In this project, I will study the intracellular domains of the NMDA receptor using a combination of NMR spectroscopy and single molecule FRET. Structural experiments will be complemented by functional measurements using electrophysiology in Xenopus oocytes. The goal is to identify the mechanism by which the intra-cellular domains affect synaptic plasticity on short time-scales, and how this effect is modulated by phosphorylations and ligand interactions. This will provide another piece of the enigma of how the many wonderful functions of the brain emerge from chemical and physical processes.
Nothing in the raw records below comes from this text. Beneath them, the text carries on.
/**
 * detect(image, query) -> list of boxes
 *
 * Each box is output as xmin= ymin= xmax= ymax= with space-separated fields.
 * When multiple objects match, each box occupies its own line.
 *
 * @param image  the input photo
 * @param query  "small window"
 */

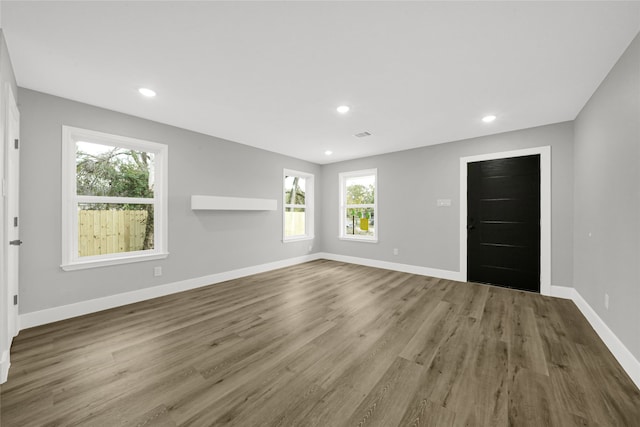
xmin=282 ymin=169 xmax=313 ymax=242
xmin=62 ymin=126 xmax=167 ymax=270
xmin=340 ymin=169 xmax=379 ymax=242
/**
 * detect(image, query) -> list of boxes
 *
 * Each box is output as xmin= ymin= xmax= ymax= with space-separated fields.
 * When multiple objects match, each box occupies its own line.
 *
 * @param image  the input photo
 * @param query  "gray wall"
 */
xmin=321 ymin=122 xmax=573 ymax=286
xmin=19 ymin=89 xmax=322 ymax=313
xmin=574 ymin=32 xmax=640 ymax=360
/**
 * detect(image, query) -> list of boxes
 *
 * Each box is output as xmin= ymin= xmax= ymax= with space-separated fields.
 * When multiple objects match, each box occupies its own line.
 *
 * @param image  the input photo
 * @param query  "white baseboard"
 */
xmin=0 ymin=350 xmax=11 ymax=384
xmin=318 ymin=252 xmax=464 ymax=282
xmin=551 ymin=286 xmax=640 ymax=388
xmin=19 ymin=253 xmax=322 ymax=329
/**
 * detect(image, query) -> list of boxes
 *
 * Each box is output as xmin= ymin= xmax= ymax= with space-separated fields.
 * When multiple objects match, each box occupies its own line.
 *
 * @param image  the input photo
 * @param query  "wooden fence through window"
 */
xmin=78 ymin=210 xmax=147 ymax=257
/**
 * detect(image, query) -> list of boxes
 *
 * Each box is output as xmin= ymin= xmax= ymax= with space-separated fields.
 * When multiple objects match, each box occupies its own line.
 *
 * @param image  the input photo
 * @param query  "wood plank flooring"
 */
xmin=0 ymin=260 xmax=640 ymax=427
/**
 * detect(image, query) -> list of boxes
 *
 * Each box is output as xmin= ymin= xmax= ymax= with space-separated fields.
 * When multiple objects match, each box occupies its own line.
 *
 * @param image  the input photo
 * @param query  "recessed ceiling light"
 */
xmin=138 ymin=87 xmax=156 ymax=98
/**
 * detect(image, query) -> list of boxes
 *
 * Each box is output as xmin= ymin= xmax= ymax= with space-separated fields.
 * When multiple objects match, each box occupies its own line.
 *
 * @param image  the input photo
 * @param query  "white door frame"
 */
xmin=4 ymin=83 xmax=20 ymax=340
xmin=460 ymin=146 xmax=551 ymax=295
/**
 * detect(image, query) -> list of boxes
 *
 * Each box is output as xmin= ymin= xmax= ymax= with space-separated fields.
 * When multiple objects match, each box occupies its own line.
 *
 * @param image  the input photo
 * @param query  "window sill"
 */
xmin=338 ymin=236 xmax=378 ymax=243
xmin=60 ymin=252 xmax=169 ymax=271
xmin=282 ymin=236 xmax=315 ymax=243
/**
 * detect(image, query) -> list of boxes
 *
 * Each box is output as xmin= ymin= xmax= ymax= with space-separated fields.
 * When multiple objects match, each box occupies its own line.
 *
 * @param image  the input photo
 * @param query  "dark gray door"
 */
xmin=467 ymin=155 xmax=540 ymax=292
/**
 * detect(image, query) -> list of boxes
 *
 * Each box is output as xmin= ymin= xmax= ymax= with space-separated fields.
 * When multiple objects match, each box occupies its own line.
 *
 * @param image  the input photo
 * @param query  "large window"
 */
xmin=340 ymin=169 xmax=379 ymax=242
xmin=282 ymin=169 xmax=313 ymax=242
xmin=62 ymin=126 xmax=167 ymax=270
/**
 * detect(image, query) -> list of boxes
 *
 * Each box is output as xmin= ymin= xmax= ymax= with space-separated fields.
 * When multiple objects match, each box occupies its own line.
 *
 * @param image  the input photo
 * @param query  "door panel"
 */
xmin=467 ymin=155 xmax=540 ymax=292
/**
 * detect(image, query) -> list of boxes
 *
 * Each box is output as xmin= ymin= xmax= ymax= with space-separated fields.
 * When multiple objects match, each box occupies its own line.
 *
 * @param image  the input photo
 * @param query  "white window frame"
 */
xmin=338 ymin=169 xmax=380 ymax=243
xmin=282 ymin=169 xmax=315 ymax=243
xmin=61 ymin=126 xmax=169 ymax=271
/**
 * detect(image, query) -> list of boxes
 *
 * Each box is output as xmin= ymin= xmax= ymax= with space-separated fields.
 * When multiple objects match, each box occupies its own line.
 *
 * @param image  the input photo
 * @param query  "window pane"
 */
xmin=284 ymin=176 xmax=307 ymax=205
xmin=344 ymin=208 xmax=375 ymax=237
xmin=78 ymin=203 xmax=153 ymax=257
xmin=76 ymin=142 xmax=154 ymax=198
xmin=284 ymin=208 xmax=306 ymax=237
xmin=346 ymin=175 xmax=376 ymax=205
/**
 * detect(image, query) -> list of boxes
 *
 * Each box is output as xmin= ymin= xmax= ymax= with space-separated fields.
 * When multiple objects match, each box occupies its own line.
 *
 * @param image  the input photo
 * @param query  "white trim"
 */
xmin=460 ymin=146 xmax=551 ymax=295
xmin=551 ymin=286 xmax=640 ymax=388
xmin=550 ymin=285 xmax=576 ymax=299
xmin=61 ymin=125 xmax=169 ymax=271
xmin=20 ymin=254 xmax=321 ymax=329
xmin=282 ymin=168 xmax=316 ymax=243
xmin=318 ymin=252 xmax=461 ymax=281
xmin=0 ymin=350 xmax=11 ymax=384
xmin=338 ymin=168 xmax=380 ymax=243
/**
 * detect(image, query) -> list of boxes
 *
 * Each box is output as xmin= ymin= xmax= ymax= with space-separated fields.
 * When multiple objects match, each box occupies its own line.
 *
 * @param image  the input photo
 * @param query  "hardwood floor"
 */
xmin=1 ymin=260 xmax=640 ymax=427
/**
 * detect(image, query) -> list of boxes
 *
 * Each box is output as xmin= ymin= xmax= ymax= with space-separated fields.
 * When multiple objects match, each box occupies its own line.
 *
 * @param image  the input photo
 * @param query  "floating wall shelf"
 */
xmin=191 ymin=196 xmax=278 ymax=211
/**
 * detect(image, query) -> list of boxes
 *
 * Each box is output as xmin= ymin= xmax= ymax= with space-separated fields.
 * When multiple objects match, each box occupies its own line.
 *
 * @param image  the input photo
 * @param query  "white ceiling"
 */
xmin=1 ymin=1 xmax=640 ymax=164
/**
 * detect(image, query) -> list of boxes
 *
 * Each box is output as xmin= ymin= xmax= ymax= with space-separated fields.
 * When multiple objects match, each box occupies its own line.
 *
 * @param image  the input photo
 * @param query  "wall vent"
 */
xmin=354 ymin=131 xmax=371 ymax=138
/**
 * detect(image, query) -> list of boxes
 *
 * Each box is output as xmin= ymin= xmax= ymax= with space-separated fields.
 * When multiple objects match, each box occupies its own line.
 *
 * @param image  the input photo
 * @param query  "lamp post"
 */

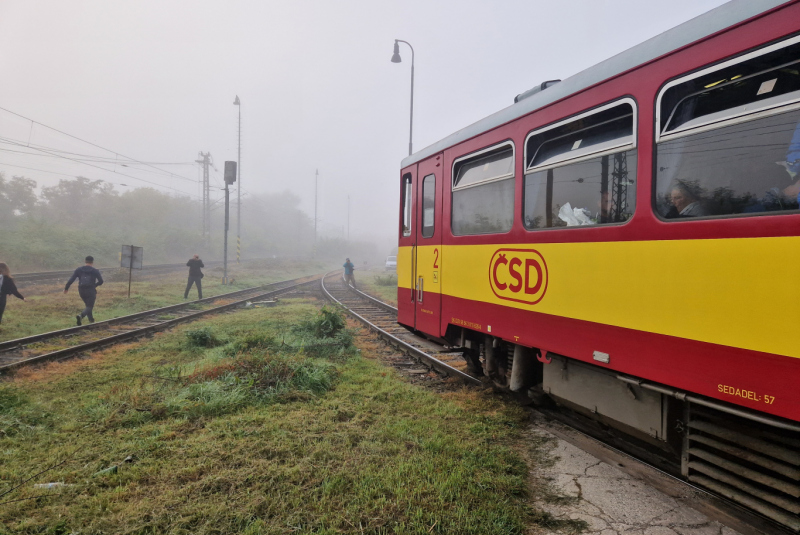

Projekt: Mekanismer bag kolesterol og sukkeroptag

Bjørn Panyella Pedersens forskning er fokuseret på to aspekter af menneskers fødevareoptag. For det første vil Bjørn og hans nye forskningsgruppe ved Institut for Molekylærbiologi og Genetik undersøge, hvordan kroppen optager kolesterol fra tyndtarmen. Kolesterol i store mængder kan lede til hjertekarsygdomme, men kolesterol er absolut essentielt for en velfungerende krop i moderate mængder. Kolesterol optages i tyndtarmen til kroppens kredsløb ved hjælp af et protein kaldet NPC1L1.